Living together peacefully
‘The goal of the joint programme between Enab Baladi and Arta FM is to demonstrate that we have had a history in which we lived together peacefully,’ says Siruan. ‘Due to the war people have forgotten this. Especially the young people (he calls them the war generation) are missing this historical awareness.’
The focus of the programmes is based on what the Kurdish and Arabic Syrians have in common. On the radio and in the magazine there were reports about, amongst other things, mixed marriages, trade, business and music - things that happen between the communities and have been shared for centuries.
Hate and abuse
The programmes attracted hundreds of responses. Not always positive. Hate also came to the surface. On Facebook, 50 percent of the comments under the articles were abusive. From both sides.

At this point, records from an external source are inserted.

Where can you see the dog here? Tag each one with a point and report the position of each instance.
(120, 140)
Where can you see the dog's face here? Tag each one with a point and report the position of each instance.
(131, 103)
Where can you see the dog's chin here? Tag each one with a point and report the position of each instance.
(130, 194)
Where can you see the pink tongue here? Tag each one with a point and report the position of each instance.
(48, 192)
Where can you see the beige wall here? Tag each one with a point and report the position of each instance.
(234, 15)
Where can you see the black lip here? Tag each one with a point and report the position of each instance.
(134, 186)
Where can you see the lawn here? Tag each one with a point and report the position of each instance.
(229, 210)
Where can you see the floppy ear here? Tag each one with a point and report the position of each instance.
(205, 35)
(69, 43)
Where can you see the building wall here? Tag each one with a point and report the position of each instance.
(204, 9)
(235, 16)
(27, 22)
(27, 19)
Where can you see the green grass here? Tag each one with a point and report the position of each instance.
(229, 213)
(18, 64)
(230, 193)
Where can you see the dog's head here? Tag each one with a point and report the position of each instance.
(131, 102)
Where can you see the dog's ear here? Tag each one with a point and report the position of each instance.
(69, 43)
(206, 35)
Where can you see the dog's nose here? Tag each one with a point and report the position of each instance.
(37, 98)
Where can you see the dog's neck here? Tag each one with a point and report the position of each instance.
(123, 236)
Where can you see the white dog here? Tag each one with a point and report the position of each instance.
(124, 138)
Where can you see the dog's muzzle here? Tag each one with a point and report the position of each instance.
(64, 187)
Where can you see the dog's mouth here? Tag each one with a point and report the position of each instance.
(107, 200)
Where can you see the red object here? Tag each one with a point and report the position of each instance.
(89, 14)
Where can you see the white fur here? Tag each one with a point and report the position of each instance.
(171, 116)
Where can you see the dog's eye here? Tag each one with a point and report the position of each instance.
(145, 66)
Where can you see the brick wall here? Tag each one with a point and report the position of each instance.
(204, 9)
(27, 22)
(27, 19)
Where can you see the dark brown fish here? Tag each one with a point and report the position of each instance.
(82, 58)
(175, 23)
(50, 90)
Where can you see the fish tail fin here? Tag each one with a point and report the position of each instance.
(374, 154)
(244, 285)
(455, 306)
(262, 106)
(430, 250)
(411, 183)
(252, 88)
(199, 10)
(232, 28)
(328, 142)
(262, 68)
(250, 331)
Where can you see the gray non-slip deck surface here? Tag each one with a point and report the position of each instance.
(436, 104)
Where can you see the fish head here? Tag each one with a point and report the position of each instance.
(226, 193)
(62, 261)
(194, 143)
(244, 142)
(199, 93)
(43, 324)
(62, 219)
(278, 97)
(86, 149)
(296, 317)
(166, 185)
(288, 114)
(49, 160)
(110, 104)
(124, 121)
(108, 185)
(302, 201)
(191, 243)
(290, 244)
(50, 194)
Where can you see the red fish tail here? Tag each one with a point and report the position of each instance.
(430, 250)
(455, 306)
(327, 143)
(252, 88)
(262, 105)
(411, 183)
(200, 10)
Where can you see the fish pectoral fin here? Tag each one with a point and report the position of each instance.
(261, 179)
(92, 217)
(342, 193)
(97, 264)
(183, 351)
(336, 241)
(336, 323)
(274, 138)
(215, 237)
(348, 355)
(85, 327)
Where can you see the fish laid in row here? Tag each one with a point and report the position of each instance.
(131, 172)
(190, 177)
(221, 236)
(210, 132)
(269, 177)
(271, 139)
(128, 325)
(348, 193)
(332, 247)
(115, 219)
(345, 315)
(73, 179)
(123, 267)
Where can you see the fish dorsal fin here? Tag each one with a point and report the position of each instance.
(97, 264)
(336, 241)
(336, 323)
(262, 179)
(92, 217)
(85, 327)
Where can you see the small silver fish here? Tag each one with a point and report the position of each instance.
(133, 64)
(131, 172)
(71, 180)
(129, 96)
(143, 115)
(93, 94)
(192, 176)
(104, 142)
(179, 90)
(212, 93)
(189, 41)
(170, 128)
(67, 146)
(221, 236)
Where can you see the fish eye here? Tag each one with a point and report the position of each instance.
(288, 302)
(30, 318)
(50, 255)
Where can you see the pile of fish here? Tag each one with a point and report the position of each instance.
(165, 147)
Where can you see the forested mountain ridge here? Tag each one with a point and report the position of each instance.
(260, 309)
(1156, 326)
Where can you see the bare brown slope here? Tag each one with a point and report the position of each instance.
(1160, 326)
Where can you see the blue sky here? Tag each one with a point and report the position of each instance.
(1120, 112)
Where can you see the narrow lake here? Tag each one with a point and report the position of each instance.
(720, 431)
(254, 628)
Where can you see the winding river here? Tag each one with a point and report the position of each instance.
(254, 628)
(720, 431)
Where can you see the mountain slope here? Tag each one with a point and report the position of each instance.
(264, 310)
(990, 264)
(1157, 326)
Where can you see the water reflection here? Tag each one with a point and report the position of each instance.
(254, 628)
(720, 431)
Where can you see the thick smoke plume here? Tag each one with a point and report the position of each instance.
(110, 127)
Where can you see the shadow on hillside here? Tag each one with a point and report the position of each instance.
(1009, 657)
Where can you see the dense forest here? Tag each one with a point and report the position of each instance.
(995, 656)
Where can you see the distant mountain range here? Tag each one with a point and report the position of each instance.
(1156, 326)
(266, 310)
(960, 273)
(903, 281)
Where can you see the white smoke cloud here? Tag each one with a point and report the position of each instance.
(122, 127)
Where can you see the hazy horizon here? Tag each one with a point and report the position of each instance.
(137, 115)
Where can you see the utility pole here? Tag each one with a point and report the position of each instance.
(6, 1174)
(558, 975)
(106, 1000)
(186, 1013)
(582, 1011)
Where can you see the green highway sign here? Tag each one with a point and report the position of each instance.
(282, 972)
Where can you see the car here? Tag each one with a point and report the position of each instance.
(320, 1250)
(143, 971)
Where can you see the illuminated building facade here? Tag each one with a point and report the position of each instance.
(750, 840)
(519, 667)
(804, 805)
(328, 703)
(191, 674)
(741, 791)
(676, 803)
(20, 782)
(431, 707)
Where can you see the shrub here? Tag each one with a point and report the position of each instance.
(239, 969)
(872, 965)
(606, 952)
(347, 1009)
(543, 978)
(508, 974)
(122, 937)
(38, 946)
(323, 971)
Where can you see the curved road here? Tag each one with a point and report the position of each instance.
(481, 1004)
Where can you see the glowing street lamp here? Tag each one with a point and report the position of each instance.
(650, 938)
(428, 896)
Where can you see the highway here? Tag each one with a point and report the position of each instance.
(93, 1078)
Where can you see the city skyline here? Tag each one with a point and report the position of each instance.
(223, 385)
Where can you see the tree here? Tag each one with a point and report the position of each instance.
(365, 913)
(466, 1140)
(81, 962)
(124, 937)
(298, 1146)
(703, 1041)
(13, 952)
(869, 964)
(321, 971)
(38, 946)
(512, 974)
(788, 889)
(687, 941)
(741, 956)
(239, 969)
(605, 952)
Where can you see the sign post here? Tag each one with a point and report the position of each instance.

The programme makers learnt three things. Firstly, the formation of the question is very important. ‘What do you think of mixed marriages between Kurds and Arabs?’ leads to different responses than ‘Do you know people in a mixed marriage? And how is that marriage going? How are those people?’ The answers to the second question are much more nuanced.
A second lesson was that collaboration led to a wider audience being reached. The readers of the magazine are mainly focused in the north of Syria and around the capital city of Damascus. Radio Arta FM broadcasts in the Kurdish region. The organisations now also exchange information and news, for example, about the Syrian peace talks in Geneva.
A third lesson was that it was good that the reactions, however negative and personal, were expressed. It gave the journalists the opportunity to respond personally and to engage in a conversation. ‘For example, if you ask them if they hate you personally, they often say that this is not what they mean. Then people are really to going to think. That alone is already important’, says Siruan. ‘Sometimes a dialogue arose. I believe, in principle, that everyone is good.’
Starting a dialogue between different parties is crucial in a country as divided as Syria. No matter how difficult it is, media organisations begin to realise that they have a role to play. Also, those media organisations operating in the part of Syria under the control of the regime. One of the partners of Free Press Unlimited formulates it like this: ‘More than ever before, we have to prove that we are professional media. We must enter into dialogue with the media on the other side. They are not our enemies. Our true enemy is journalism that is neither professional nor ethical.'
The success of the collaboration led to a second series of programmes, but now between two Syrian Kurdish radio stations, Arta FM and HARA, with the meaningful title 'The Dialogue of the North'.